In fact, I remember inviting him to a few parties jokingly. It was like you're not really going to come, but why not?

And then I invited him and his (now) wife to my wedding.

If you've been following my blog for any length of time, you know this story. This isn't the first time I've shared it. If you haven't, here's the gist: He came. 

I had friends that live in the US that couldn't even be bothered to come! People that live in the same state as me! I had to call and beg people in my wedding party to show up on the day of my wedding! Argh! Like, seriously?!

Italy – May, 2014

Anyway, so when these Germans showed up at the wedding, I didn't have to tell Justin that reciprocation would be imperative. Of course, the question was: when?

Fighting the battle between paying down student loan debt and deciding when to take what we deemed as an elaborate vacation, our hearts and minds struggled to make sense of European travel. But when our friends announced their engagement, I knew the time had come. (Or at least if they wanted us there, anyway.)

Planning that trip was beyond stressful. Apparently, my parents had ingrained into my mind that you don't go to Europe or fly anywhere unless you are rich. And then the knowledge that we, as Americans, get angry when people come to our country and don't know English freaked me out even further. Basically, to go to Germany for a wedding, I had to face many of my biggest fears.

In the end, everything worked out. Justin and I managed to get by in France without a translator, somehow we got to Germany even though we didn't understand the French GPS, we made it through a German wedding despite my lack of people-skills, and … in the end we were better for all of it.

I learned many valuable things about myself and what it means to travel during that first time abroad. Like…

• You don't have to be rich to travel. You just have to be savvy and take advantage of deals as you see them.

• Booking a plane ticket when you've never done so can be confusing and complicated. Always check and re-check before ordering.

• Hotel points help you save money, but can also cost money if you aren't careful.

• The geography there is not as complicated as I originally thought. I learned more about the map through planning (or helping to plan) a trip to Europe than I ever did in school. 

• Language isn't as important in Europe as it is in America. If you don't speak English (or in some cases Spanish), and you visit the US, you are out of luck. In Europe though, you can get by. (This doesn't mean you shouldn't try to learn the language – just that it's ok if you aren't good at it.)

• People there are generally pretty friendly and will try to help you out if you need assistance. I had been warned that the French were mean … and recently, through web searches, discovered that the Germans are rude. Try not to make assumptions before you go; you may find yourself surprised!

• I've also learned far more about history and art while traveling than I ever did in a class.

I'm so grateful that I had a push (or friend) to encourage me to venture out of my comfort zone.

So what do you think about travel? Have you ever been abroad? If you have, did you face any of the same fears and worries that I had?

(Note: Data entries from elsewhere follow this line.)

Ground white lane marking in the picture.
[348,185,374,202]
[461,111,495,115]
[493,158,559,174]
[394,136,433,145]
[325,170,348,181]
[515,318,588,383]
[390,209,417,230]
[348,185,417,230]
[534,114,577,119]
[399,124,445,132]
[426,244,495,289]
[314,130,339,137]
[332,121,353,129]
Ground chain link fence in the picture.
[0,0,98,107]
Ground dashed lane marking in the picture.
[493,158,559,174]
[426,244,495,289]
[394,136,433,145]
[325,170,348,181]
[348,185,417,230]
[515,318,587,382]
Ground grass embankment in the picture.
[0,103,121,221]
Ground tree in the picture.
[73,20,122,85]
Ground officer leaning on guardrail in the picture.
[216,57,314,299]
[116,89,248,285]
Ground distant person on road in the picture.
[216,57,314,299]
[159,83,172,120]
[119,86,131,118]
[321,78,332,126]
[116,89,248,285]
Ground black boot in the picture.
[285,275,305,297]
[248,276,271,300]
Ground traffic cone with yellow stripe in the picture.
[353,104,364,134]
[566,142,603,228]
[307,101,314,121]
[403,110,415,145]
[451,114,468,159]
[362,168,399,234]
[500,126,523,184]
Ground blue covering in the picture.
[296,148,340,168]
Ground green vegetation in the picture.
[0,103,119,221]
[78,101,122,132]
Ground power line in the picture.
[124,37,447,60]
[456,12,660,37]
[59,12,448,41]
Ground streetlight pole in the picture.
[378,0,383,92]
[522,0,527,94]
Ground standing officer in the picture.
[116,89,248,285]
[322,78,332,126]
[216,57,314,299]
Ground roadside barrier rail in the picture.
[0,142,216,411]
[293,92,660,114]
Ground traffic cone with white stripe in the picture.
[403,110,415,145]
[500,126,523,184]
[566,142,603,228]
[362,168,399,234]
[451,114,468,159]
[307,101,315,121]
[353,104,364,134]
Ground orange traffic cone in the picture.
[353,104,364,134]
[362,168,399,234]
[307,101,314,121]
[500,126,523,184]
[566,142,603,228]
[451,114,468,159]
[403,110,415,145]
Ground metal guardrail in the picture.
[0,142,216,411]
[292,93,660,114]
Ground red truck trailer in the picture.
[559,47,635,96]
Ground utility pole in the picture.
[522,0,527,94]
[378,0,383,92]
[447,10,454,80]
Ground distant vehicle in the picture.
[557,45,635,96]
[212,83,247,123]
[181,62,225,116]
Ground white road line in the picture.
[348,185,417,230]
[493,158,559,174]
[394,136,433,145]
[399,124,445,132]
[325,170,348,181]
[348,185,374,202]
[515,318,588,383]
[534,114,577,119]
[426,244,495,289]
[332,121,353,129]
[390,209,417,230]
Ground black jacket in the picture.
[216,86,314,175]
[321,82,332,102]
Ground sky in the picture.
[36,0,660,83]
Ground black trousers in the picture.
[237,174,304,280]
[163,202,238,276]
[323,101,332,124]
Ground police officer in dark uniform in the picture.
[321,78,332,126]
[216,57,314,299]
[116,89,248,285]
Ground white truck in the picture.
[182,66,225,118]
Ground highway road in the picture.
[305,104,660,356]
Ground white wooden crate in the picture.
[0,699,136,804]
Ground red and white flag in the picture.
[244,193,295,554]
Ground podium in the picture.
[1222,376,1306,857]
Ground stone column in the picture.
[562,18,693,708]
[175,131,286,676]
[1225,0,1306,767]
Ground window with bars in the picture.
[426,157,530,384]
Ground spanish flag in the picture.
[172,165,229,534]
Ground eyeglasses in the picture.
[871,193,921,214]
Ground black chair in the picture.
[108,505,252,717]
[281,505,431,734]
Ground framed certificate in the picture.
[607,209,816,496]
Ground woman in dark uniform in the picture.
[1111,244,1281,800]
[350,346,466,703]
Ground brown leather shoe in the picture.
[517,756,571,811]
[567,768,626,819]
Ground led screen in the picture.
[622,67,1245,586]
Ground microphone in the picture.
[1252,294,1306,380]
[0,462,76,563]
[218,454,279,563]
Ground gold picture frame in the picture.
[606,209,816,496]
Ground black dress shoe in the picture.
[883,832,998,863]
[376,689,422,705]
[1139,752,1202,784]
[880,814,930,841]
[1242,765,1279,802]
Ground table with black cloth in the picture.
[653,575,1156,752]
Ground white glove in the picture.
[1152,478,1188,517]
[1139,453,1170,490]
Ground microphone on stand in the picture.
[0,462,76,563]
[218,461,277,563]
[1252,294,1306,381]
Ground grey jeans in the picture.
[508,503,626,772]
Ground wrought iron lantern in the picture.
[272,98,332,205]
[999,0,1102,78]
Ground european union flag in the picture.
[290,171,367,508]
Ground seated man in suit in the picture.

***Linking up with Lauren on Location, Marcella from What a Wonderful World, and The Sunny Side of This


  1. What a great story! You have no idea of how many nice and helping people I have met on my travels. If I really think about travel fears, I think I have never had any major ones since my desire to travel is big. I have been afraid because of what people say or because of all the questions you are subject to went you are making travel arrangements. I have been able to overcome those fears instilled on me. My travels have been wonderful so far.

  2. Well done on conquering your fears - if ever there was a time to do it, that sounds like one!

  3. Oh, the good ol' days of chat rooms! It's incredible that you ended up with a lifelong friend out of the deal! Why do middle class American families/schools teach us that we can't afford to travel?!?! It's such a shame, really. I was so terrified the first time I went abroad by myself, and now it's all I do! Thanks for sharing this post on Travel Tuesday!